Yang pertama, sosialisasi primer. Sosialisasi primer adalah sosialisasi
yang pertama yang dialami individu di masa kanak-kanak, yang dengan itu ia
menjadi anggota masyarakat. Yang kedua yaitu sosialisasi sekunder. Sosialisasi
sekunder adalah setiap proses berikutnya yang mengimbas individu yang sudah
disosialisasikan itu ke dalam sektor-sektor baru dunia obyektif masyarakatnya.
Sosialisasi
primer melibatkan diri lebih dari belajar secara kognitif semata. Sosialisasi
ini berlangsung dengan kondisi yang bermuatan emosi tinggi. Adanya alasan kuat
yang menghubungkan bahwa tanpa hubungan sosial seperti itu dengan orang
berpengaruh maka proses belajar akan sulit dilakukan, kalau tidak bisa
dikatakan tidak mungkin sekali.[9] Sebagai contoh dalam ranah
keluarga semisalnya “seorang ibu marah kepada anaknya” lalu “seorang ibu marah
setiap kali anaknya menumpahkan sup”. Sementara orang-orang yang berpengaruh
(ayah, nenek, kakek, kakak, dan sebagainya) mendukung sikap ibunya yang
memarahinya karena sikap menumpahkan sup tersebut maka keumuman norma diperluas
secara subyektif. Norma tersebut digeneralisasi menjadi “orang tidak boleh
menumpahkan sup” – dimana orang tersebut adalah si anak. Langkah tersebut yang
memungkinkan si anak menyadari bahwa orang akan menyetujui perbuatannya. Dan
anak tersebut merupakan bagian dari masyarakat sejauh masyarakat itu bermakna bagi
si anak.[10]
Sosialisasi
sekunder adalah internalisasi sejumlah “sub dunia” yang sifatnya kelembagaan
atau yang berlandaskan lembaga. Lingkup jangkauan dan sifat dari sosialisasi
jenis ini ditentukan oleh kompleksitas pembagian kerja dan distribusi
pengetahuan dalam masyarakat yang menyertainya.[11] Contoh dari sosialisasi
sekunder bisa ditarik dari objek penelitian ini yaitu mahasiswa dengan MUI
(komersialisasi halal).
C.
Temuan
Penelitian
Dalam
melakukan penelitian kami mengumpulkan data dengan membuat sebuah kuisioner
yang ditujukan kepada mahasiswa Universitas Islam Negeri Sunan Kalijaga.

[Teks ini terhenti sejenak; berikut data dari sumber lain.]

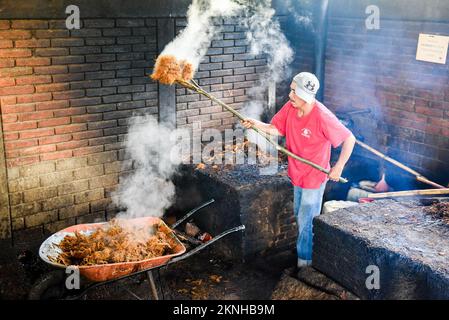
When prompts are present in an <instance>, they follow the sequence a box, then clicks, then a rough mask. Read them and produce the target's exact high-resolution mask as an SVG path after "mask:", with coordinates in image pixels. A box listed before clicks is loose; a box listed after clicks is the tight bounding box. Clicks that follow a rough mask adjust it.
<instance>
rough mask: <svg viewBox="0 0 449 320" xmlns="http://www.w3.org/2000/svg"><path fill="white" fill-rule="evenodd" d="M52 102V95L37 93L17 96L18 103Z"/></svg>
mask: <svg viewBox="0 0 449 320" xmlns="http://www.w3.org/2000/svg"><path fill="white" fill-rule="evenodd" d="M49 100H51V93H35V94H29V95H23V96H17V103H30V102H42V101H49Z"/></svg>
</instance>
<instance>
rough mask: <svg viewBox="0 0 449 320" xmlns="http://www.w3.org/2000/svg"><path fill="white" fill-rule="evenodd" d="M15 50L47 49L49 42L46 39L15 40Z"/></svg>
mask: <svg viewBox="0 0 449 320" xmlns="http://www.w3.org/2000/svg"><path fill="white" fill-rule="evenodd" d="M15 45H16V48H47V47H49V46H50V40H47V39H39V40H37V39H29V40H16V42H15Z"/></svg>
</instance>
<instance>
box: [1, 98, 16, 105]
mask: <svg viewBox="0 0 449 320" xmlns="http://www.w3.org/2000/svg"><path fill="white" fill-rule="evenodd" d="M16 103H17V98H16V97H0V106H10V105H13V104H16Z"/></svg>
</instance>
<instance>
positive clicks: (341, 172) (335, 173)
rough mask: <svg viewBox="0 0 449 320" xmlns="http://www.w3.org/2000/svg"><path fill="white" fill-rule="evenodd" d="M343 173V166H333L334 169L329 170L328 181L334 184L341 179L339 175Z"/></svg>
mask: <svg viewBox="0 0 449 320" xmlns="http://www.w3.org/2000/svg"><path fill="white" fill-rule="evenodd" d="M342 172H343V166H340V165H335V166H334V167H332V168H331V170H330V171H329V175H328V177H329V179H330V180H332V181H335V182H338V180H339V179H340V177H341V173H342Z"/></svg>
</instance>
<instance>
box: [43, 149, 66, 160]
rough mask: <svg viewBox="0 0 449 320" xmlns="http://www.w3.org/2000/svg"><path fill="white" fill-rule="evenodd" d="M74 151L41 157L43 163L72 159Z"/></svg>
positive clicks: (52, 153) (50, 154)
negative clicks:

Kuisioner tersebut berisi beberapa pertanyaan. Dari semua pertanyaan tersebut
telah mendapatkan respons. Dari sejumlah respons tersebut diperoleh bahwa
mereka mengetahui adanya kosmetik halal.
Pada
pertanyaan pertama perihal bagaimana mahasiswa memperoleh pengetahuan adanya
kosmetik halal, dapat kami himpun bahwa mereka mendapatkan informasi mengenai
kosmetik berlabel halal ini dari media massa dan media sosial. Sebagian besar
responden mengetahui informasi dari media massa, seperti Televisi maupun surat
kabar dan sejenisnya. Sebagian lainnya mengetahui informasi tersebut dari
browsing, sosial media, seperti Facebook, Instagram, Twitter dan lain sebagainya.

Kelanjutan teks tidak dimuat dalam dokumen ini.